JAKARTA, EDUNEWS.ID — Peringatan ulang tahun ke-63 Menteri Keuangan Republik Indonesia, Sri Mulyani Indrawati, diwarnai aksi unik dari Aliansi Dosen ASN Kemdiktisaintek Seluruh Indonesia (ADAKSI).
Puluhan papan bunga berjejer di depan Gedung Kementerian Keuangan, Selasa 26 Agustus 2025 di Jakarta Pusat, dengan berbagai pesan kritis. Salah satu yang paling mencolok bertuliskan: “Kapan Kami Dapat Tukin Bu?”.
Aksi ini menjadi simbol keresahan ribuan dosen di Perguruan Tinggi Negeri Badan Hukum (PTN-BH) dan Badan Layanan Umum (PTN-BLU) yang hingga kini tidak menikmati hak tunjangan kinerja (tukin). Padahal, regulasi pemerintah melalui Permendikbud No. 49/2020 telah menegaskan bahwa dosen ASN berhak memperoleh tunjangan tersebut.
Menurut ADAKSI, persoalan ini bukan sekadar keterbatasan fiskal negara, tetapi juga mencerminkan buruknya tata kelola keuangan di PTN-BH dan BLU remunerasi. Skema remunerasi dinilai tidak tepat sasaran, di mana tunjangan lebih banyak dinikmati oleh pejabat kampus, sementara dosen fungsional biasa justru tertinggal jauh.
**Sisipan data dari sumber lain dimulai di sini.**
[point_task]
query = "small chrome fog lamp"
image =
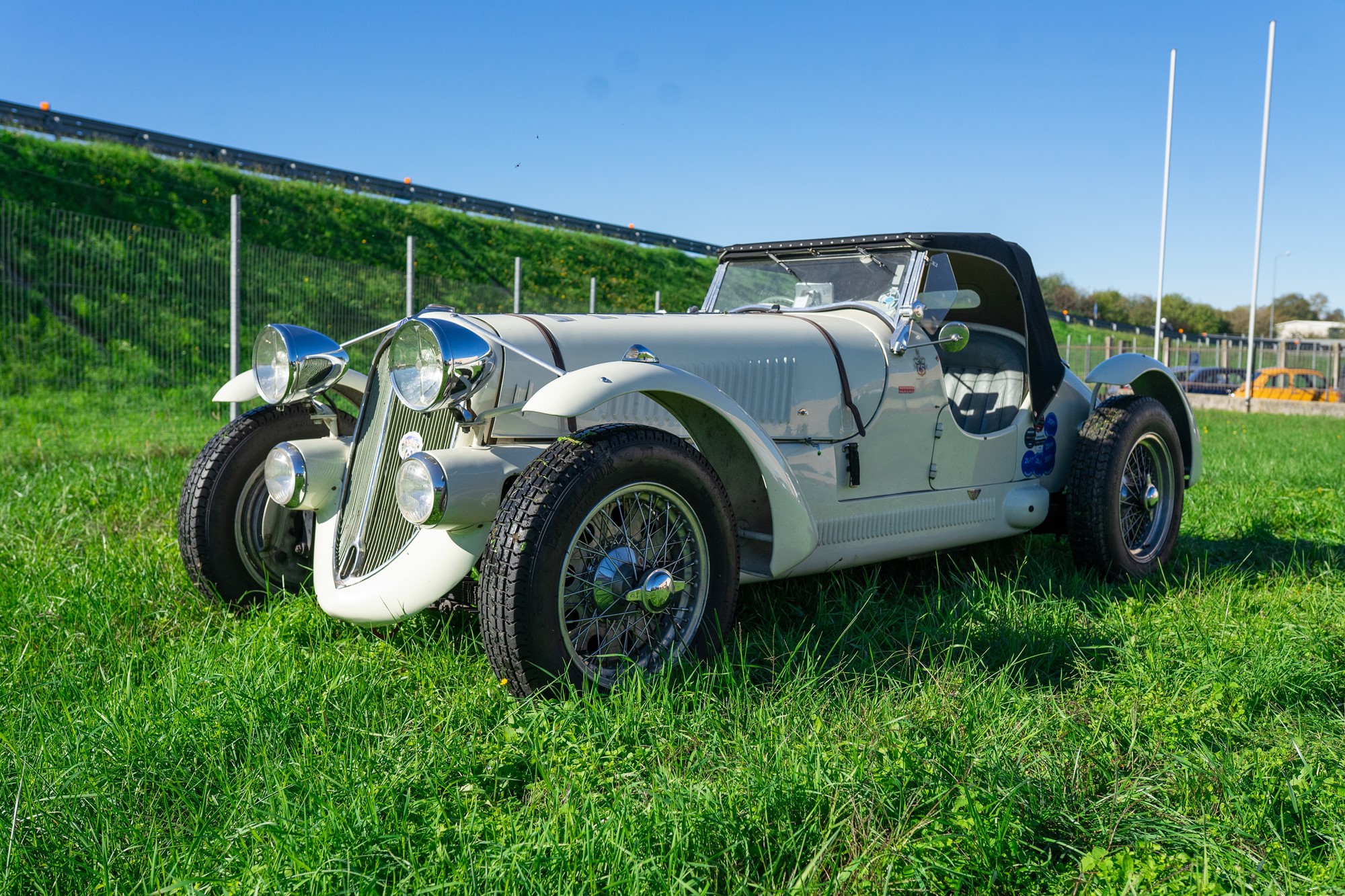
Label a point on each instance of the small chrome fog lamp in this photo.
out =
(422, 490)
(438, 362)
(295, 362)
(287, 478)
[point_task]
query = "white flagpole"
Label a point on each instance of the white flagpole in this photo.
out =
(1261, 206)
(1163, 229)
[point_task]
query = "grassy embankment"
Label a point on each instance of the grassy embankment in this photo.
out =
(1016, 727)
(131, 185)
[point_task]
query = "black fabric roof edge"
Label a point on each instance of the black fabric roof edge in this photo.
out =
(1046, 369)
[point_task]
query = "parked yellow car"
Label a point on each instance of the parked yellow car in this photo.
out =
(1292, 384)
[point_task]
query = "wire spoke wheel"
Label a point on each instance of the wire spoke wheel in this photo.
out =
(614, 556)
(634, 584)
(267, 536)
(1148, 485)
(1126, 489)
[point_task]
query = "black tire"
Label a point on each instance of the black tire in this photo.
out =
(1116, 524)
(224, 502)
(536, 624)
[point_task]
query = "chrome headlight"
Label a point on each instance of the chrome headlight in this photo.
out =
(287, 478)
(422, 490)
(295, 362)
(438, 362)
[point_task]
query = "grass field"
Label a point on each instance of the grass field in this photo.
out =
(949, 724)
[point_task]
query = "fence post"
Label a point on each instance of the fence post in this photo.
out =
(411, 276)
(235, 233)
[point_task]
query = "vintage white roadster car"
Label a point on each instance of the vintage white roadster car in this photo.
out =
(601, 485)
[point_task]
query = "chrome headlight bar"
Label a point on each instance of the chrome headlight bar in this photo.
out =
(436, 362)
(293, 364)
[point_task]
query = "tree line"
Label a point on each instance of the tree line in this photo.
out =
(1182, 313)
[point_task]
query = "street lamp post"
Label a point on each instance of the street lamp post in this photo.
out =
(1274, 272)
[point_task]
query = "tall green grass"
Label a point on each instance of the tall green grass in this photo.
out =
(991, 721)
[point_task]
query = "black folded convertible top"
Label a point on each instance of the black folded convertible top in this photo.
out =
(1046, 370)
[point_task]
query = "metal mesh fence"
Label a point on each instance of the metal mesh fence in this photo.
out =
(96, 303)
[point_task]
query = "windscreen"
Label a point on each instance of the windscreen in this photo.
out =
(939, 294)
(812, 282)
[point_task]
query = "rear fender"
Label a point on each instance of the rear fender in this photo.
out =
(765, 493)
(244, 388)
(1148, 377)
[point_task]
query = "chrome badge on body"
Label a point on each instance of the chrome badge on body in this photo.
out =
(410, 444)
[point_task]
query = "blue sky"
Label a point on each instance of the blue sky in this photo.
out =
(1042, 123)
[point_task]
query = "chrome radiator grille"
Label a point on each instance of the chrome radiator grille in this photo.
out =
(372, 530)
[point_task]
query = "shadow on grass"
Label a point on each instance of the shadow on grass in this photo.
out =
(1257, 551)
(1005, 606)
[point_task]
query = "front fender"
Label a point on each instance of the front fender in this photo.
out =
(1148, 377)
(722, 430)
(244, 386)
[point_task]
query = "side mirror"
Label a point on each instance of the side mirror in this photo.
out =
(954, 335)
“Masalahnya bukan negara tidak mampu, tetapi pengelolaan keuangan di kampus yang tidak berpihak pada dosen. Padahal dosen adalah ujung tombak pendidikan tinggi, bukan sekadar pelengkap birokrasi,” ujar salah satu koordinator aksi.
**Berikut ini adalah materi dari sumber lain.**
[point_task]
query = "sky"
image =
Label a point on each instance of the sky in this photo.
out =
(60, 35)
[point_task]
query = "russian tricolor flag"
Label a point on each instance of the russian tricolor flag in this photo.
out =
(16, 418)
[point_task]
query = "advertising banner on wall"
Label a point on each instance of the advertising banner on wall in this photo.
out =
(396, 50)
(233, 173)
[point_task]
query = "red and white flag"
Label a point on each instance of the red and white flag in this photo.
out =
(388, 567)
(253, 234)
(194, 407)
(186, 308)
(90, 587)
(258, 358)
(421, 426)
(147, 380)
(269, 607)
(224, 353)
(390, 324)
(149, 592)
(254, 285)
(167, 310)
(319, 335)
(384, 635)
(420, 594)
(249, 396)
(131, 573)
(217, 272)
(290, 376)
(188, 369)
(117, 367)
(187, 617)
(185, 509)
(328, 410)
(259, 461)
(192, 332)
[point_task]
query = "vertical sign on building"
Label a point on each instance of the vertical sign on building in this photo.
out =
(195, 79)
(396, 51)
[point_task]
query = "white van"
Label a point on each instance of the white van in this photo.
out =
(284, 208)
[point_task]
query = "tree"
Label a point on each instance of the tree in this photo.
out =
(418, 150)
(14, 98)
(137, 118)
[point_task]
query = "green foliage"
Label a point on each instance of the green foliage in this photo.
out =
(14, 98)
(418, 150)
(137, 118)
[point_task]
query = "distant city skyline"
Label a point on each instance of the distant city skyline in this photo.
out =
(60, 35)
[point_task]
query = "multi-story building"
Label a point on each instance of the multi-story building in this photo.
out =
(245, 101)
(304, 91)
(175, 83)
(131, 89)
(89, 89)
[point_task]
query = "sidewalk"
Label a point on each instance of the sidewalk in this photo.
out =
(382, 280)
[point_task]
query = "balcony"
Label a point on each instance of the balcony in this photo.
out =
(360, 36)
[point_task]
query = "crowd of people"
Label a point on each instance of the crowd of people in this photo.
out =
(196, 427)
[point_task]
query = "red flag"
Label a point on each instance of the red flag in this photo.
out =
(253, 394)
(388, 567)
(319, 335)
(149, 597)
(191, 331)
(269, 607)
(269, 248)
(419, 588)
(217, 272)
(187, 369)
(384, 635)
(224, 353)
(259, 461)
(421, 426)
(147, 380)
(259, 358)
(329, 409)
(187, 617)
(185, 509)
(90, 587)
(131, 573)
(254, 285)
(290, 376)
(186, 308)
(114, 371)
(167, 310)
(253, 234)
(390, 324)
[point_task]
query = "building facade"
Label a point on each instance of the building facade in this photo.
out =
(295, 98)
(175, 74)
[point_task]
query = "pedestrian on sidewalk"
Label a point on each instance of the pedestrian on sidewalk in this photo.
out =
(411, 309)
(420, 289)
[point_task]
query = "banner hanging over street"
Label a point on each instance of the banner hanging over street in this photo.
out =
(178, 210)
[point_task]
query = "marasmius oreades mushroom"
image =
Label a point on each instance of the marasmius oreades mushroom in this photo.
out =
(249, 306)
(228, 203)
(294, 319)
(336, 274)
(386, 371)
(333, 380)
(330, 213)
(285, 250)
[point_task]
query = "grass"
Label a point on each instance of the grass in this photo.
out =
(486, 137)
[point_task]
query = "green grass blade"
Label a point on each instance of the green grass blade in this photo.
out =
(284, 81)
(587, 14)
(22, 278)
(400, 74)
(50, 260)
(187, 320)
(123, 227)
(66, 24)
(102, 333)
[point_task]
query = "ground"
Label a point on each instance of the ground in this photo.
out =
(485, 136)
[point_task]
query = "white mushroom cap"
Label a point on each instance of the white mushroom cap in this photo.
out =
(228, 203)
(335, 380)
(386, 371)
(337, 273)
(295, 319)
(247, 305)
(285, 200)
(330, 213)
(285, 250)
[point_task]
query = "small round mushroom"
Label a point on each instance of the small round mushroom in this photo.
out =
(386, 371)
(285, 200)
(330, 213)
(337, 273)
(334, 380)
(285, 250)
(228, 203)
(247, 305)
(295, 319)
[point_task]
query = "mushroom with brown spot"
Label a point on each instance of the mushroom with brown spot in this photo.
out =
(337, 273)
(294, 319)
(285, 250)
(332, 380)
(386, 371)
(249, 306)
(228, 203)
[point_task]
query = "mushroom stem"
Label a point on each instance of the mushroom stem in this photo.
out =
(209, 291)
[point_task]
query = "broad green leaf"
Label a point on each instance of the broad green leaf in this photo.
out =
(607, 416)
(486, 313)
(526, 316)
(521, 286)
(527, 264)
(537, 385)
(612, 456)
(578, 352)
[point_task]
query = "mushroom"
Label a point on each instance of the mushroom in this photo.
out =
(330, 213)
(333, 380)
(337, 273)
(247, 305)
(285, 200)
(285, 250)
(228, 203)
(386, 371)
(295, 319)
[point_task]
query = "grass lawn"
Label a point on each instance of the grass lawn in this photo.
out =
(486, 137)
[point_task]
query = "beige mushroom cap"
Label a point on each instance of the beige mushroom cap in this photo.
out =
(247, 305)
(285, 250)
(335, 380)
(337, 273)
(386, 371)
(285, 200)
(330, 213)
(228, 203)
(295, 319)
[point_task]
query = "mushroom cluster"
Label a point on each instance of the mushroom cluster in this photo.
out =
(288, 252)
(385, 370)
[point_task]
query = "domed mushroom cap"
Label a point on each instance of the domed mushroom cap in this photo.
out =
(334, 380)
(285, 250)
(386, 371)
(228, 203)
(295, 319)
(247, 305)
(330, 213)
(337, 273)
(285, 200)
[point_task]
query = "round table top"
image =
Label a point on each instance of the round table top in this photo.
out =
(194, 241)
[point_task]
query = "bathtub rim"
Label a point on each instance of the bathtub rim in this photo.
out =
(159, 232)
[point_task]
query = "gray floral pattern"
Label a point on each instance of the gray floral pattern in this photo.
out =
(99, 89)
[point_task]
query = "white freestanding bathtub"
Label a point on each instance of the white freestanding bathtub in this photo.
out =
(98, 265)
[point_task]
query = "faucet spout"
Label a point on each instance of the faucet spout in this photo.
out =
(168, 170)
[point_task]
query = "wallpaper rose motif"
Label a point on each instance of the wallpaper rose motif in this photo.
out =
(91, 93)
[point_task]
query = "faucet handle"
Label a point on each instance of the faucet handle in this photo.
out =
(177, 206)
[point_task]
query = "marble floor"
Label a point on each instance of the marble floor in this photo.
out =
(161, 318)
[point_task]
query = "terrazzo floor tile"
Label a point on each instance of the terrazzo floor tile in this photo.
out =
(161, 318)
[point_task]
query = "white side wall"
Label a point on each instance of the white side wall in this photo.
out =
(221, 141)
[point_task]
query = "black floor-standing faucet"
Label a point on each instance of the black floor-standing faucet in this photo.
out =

ADAKSI menegaskan bahwa ketidakadilan ini sudah berlangsung lama. Selain tidak jelasnya pembayaran tukin, dosen juga masih menghadapi stagnasi tunjangan fungsional yang tidak pernah naik sejak 2007. Kondisi ini, menurut mereka, menyebabkan beban hidup dosen semakin berat, menurunkan motivasi, hingga mengancam kualitas riset dan pembelajaran di kampus.
Aliansi menuntut pemerintah segera membenahi sistem kesejahteraan dosen dengan lima langkah konkret:
1. Menghentikan diskriminasi tukin dan menerapkan prinsip Tukin for All bagi seluruh dosen ASN, baik Satker, BLU, maupun BH.
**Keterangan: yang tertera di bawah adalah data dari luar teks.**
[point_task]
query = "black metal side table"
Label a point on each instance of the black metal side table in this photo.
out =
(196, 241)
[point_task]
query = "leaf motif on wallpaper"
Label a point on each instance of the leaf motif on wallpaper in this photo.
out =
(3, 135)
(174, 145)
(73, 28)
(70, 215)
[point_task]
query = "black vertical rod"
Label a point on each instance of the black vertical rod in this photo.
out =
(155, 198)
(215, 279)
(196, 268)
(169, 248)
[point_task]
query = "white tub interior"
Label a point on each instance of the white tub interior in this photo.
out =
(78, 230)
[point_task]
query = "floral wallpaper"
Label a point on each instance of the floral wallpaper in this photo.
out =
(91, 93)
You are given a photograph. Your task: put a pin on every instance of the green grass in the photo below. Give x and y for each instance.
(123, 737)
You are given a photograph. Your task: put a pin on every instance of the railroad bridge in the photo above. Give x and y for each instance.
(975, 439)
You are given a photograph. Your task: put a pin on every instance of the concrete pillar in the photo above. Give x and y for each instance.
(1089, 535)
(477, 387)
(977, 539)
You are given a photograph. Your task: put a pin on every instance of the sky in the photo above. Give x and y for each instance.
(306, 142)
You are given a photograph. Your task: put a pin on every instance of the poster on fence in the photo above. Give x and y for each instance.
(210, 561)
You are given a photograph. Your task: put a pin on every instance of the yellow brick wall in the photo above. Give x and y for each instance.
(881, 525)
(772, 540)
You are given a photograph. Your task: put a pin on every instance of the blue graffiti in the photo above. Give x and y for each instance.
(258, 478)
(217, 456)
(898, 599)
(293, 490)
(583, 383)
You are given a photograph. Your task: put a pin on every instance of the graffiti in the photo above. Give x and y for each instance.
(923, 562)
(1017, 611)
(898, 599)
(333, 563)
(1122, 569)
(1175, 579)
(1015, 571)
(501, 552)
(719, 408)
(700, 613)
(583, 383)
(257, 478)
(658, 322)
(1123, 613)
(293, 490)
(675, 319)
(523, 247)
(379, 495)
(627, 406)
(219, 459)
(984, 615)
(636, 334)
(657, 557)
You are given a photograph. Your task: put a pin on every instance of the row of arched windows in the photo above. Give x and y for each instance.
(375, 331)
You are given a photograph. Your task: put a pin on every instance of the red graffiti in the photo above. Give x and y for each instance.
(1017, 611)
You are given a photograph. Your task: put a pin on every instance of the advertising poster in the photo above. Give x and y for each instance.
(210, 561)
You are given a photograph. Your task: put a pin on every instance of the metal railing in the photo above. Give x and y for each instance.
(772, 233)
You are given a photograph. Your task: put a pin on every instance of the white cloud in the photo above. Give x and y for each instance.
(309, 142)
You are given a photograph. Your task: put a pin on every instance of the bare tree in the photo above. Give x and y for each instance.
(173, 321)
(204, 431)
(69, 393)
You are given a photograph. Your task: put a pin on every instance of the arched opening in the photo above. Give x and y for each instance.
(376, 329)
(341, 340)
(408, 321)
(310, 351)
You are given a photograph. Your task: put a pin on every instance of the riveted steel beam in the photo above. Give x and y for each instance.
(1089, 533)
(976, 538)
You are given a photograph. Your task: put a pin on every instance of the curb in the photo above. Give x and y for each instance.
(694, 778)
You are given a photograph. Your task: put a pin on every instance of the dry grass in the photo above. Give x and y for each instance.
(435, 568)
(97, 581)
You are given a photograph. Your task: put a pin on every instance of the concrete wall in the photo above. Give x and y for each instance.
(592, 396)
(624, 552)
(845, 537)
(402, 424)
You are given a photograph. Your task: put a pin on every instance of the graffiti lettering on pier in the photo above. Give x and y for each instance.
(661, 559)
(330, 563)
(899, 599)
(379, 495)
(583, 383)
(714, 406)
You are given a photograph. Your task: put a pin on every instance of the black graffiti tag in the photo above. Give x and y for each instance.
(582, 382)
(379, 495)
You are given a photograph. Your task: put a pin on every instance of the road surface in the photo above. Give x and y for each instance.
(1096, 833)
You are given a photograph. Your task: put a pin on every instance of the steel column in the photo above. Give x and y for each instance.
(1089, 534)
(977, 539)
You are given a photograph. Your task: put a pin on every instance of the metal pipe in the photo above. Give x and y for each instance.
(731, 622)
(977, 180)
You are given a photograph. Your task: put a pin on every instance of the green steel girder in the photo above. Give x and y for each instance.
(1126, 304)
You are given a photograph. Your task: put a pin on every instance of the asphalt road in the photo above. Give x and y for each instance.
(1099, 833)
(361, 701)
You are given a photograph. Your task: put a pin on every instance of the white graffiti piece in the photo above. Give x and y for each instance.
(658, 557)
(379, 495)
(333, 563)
2. Menaikkan tunjangan fungsional agar sesuai inflasi dan sebanding dengan profesi setara.
3. Membayar utang tukin 2020–2024 yang nilainya mencapai triliunan rupiah.
4. Mereformasi skema PPPK dosen agar kontrak diperpanjang hingga pensiun bagi yang berkinerja baik.
5. Mengakhiri kapitalisasi pendidikan tinggi yang selama ini membebani mahasiswa melalui UKT yang kian mencekik.
Total 63 papan bunga utama—melambangkan usia Sri Mulyani—ditambah 37 papan pendamping, menjadi cermin nurani publik bahwa di balik megahnya APBN dan jargon reformasi fiskal, masih ada ketidakadilan yang dialami para dosen. Pesan-pesan di papan bunga itu menohok, mulai dari “Bayar Hak Tukin Kami”, “Dosen Bukan Tenaga Kerja Biasa”, hingga “Hentikan Diskriminasi Dosen ASN”.
“Kami tidak anti reformasi, tapi menolak diskriminasi. Pendidikan tinggi tidak boleh jadi komoditas. Konstitusi jelas: negara wajib mencerdaskan kehidupan bangsa, bukan membebankan rakyat,” tegas Dr. Fatimah, Ketua Umum ADAKSI, menutup aksi tersebut.